Aryabhatta found out the value of pi, but howThere is something our text books miss. In this thread I tried to show how science and maths books don't cover the personality and stories of the inventors and discoveries. Then there are history books that don't cover the logic a person used to find something but only the dates and stories of how he did. Aryabhatta was one of the greatest minds India has house. He lived in 4th century AD under the Gupta rule. He is claimed to have done following inventions. He is believed to have found an approximate value of Pi. He hypothesised elliptical orbit of planets. He devised approximate days for eclipses that are true with a small margin of error. He also used primitive algebra, by using Sanskrit letters to denote. He used concepts of trigonometry and spherical trigonometry. He calculated rotation of Earth, true to seconds.
But Aryabhatta quite definitely does not "invent" zero because Hindus had a concept of zero since the time of Vedas. Aryabhatta uses Place Value system, that has zeros, ones, tens, hundreds and so on places. That gives an idea that Aryabhatta knows and used zero. Aryabhatta would use decimals too, further concreting this idea.
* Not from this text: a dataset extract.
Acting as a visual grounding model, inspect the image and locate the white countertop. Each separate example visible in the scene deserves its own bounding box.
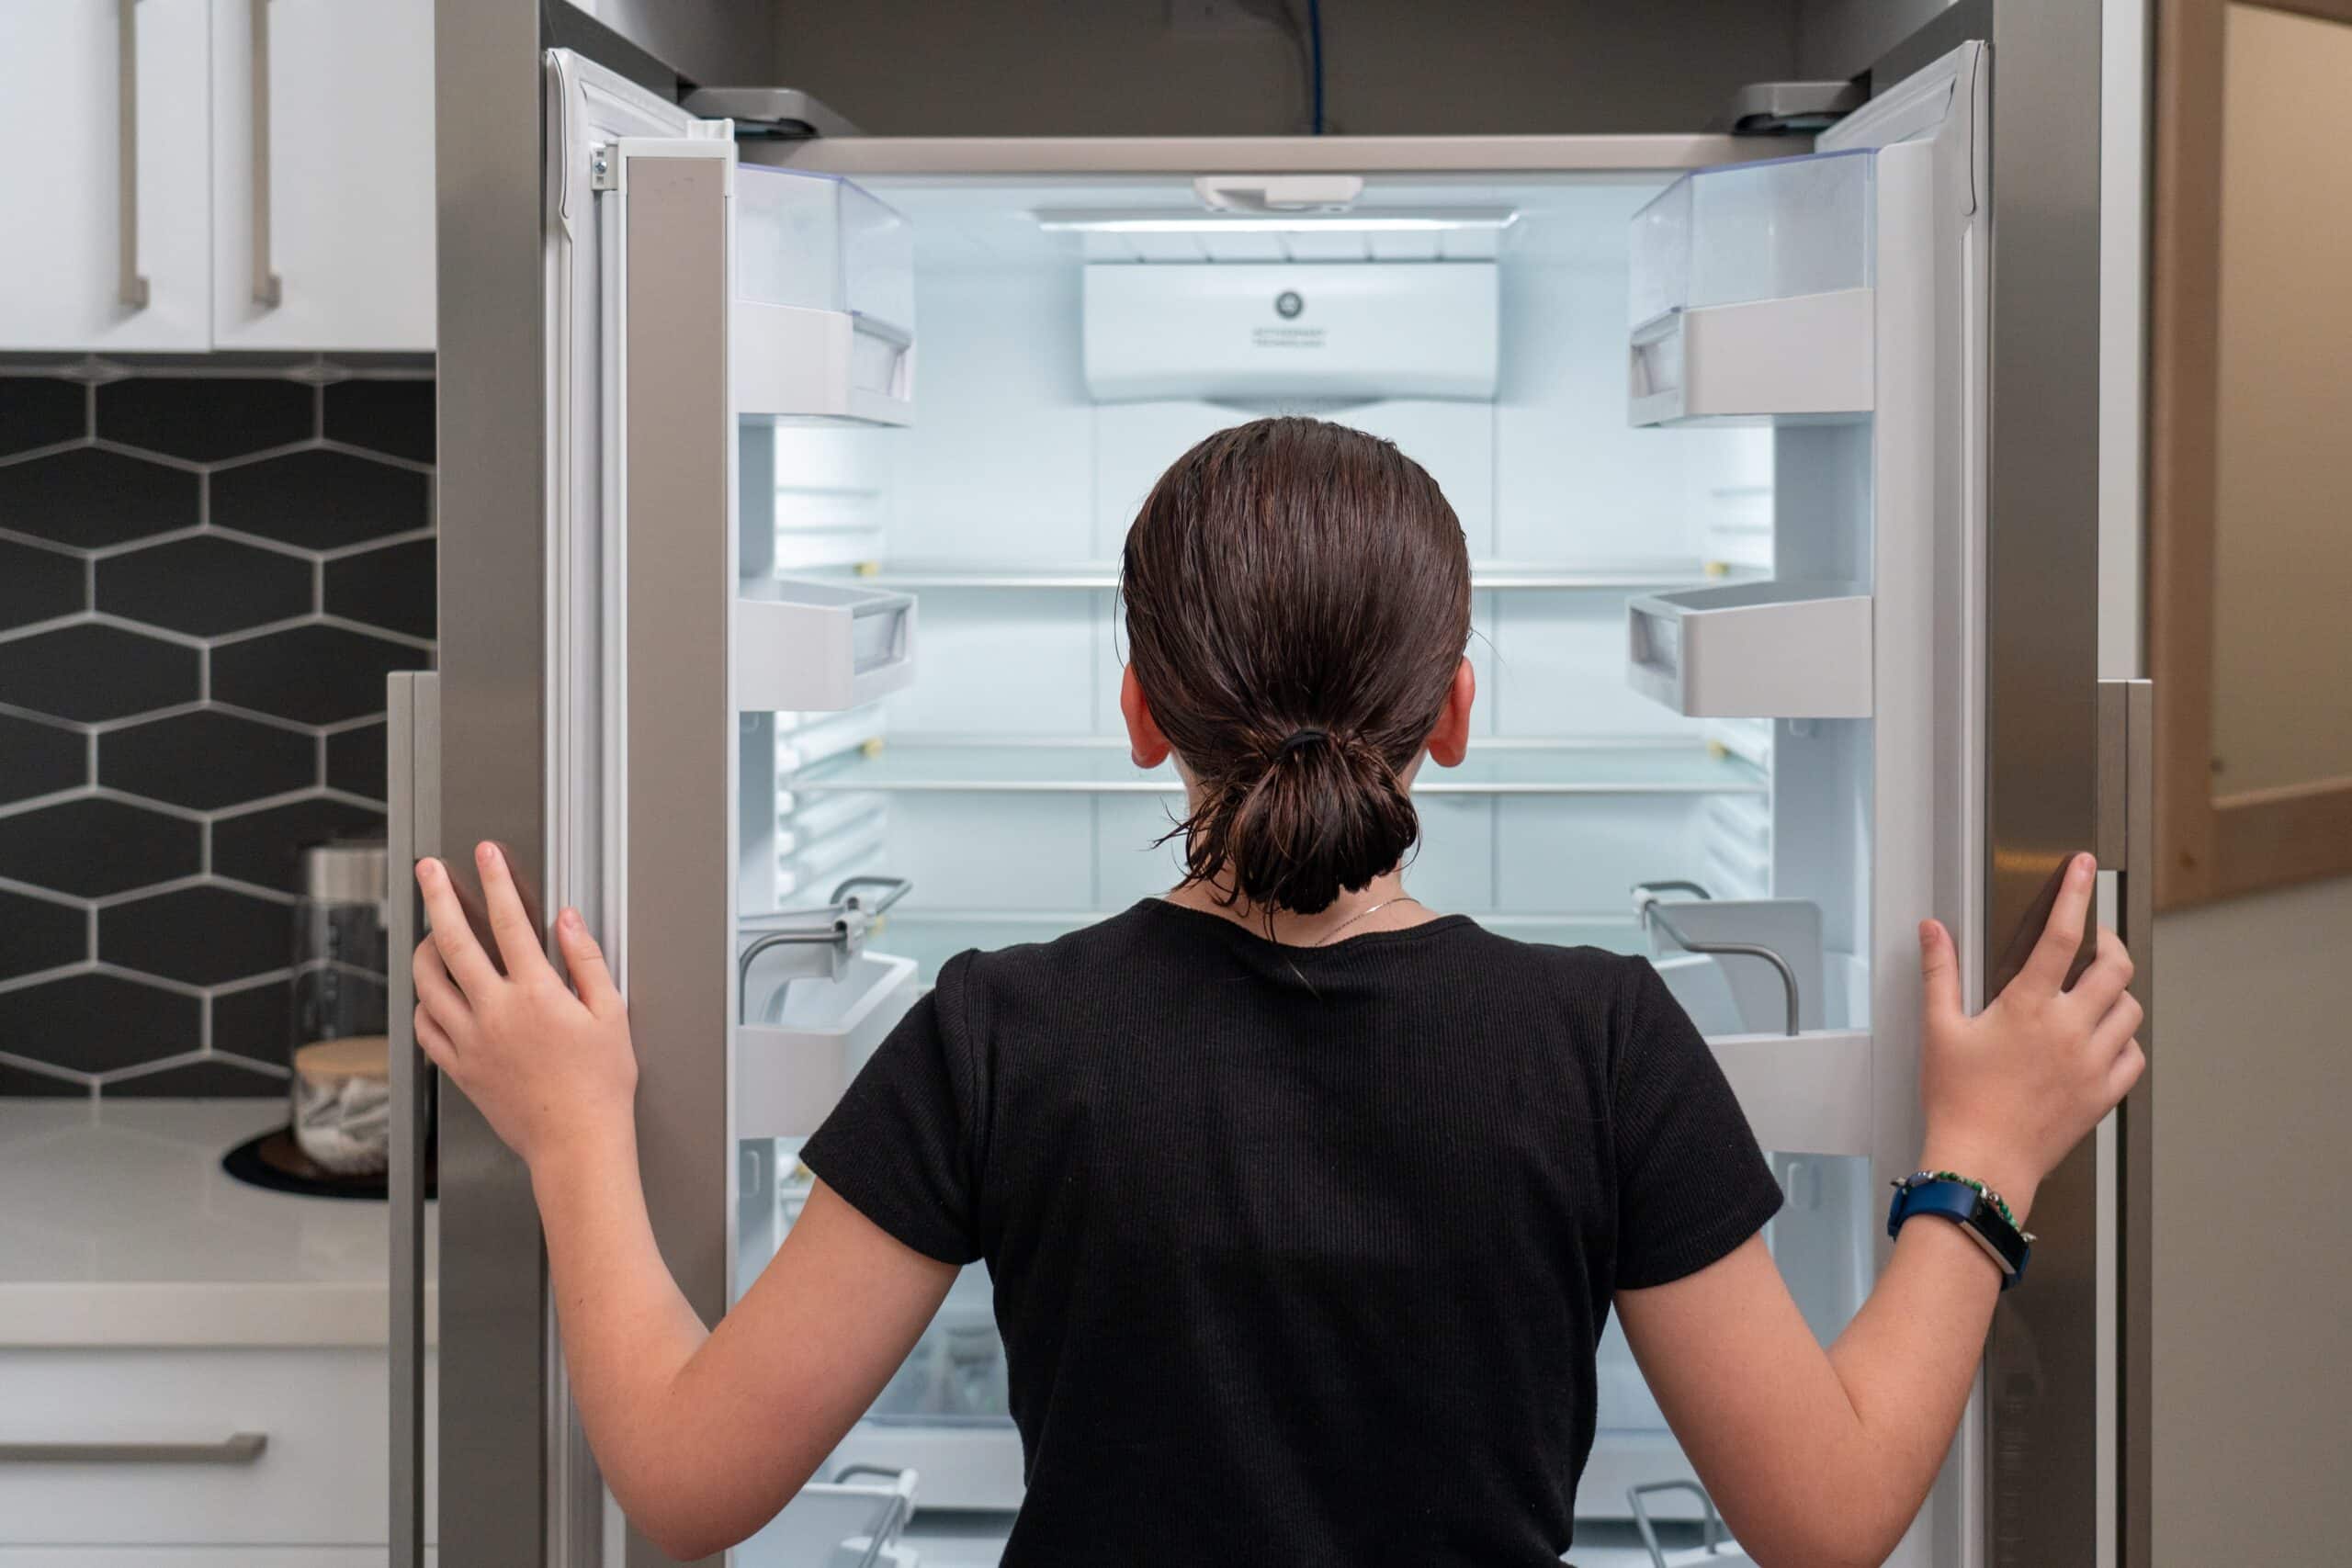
[0,1098,437,1349]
These all inventions we do know. We have read about them in our books. But how many of us try to actively know how did Aryabhatta land on these inventions? What was the logic he used? Great minds think alike people say. Observing the methods used by such a great thinker, we too might solve problems in our life or come up with unique solutions. Seeing facts as just facts is what kills the education in its birth. Education comes from thinking about what we were taught. This is the kind of education that is vouched by ancient Indian schools of philosophy and thinking. Thinking about about education is what leads us to enlightenment.